Patel sighed, crestfallen. "There's no way to eject anything from these pods." Years ago, STAR Alliance training had included twenty-four hours in an escape pod with seven other people. It had been a cramped, miserable experience and Patel was happy to hear that it was finally discontinued.

"The pods store CO2 in the filter. There's a waste containment tank for urine and feces. The food bar wrappers don't generate that much trash. There's not even an airlock. Until we're rescued, the pod is a sealed environment."

"I thought these pods could survive atmospheric reentry," Jones frowned. "So even if we landed back on Earth we'd have to wait for someone to come along with a can opener?"

"No... no, if I remember correctly, when the pod is ejected, the hatch is mechanically locked so it can't be accidentally opened from the inside. But if the parachutes are deployed, the lock is retracted allowing the survivors to exit."
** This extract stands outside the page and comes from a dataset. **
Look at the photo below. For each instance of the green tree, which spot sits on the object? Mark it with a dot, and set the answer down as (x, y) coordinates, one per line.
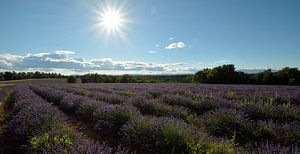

A smile spread across Jones face. "So there are parachutes out there?"

"We could deploy the parachutes and see the beacon strobe reflect off of them." Patel concluded. "But wait... Are we sure we want to do that? What if... what if there is no strobe?"

"We need facts, ma'am. Not wishful thinking."

"...You know, you're a bit of a smart ass, Jones."

"It's, um... been pointed out before, ma'am."

"Mm-hm... Ok, let's do it."

Patel entered the sequence into the computer. Trigger the parachute release, followed by a thruster burn to rotate the pod one hundred degrees in order to bring the fabric into their field of view, then another burn to bring the pod back to its original orientation and prevent the parachutes from tangling around it, and a final burn to halt the rotation.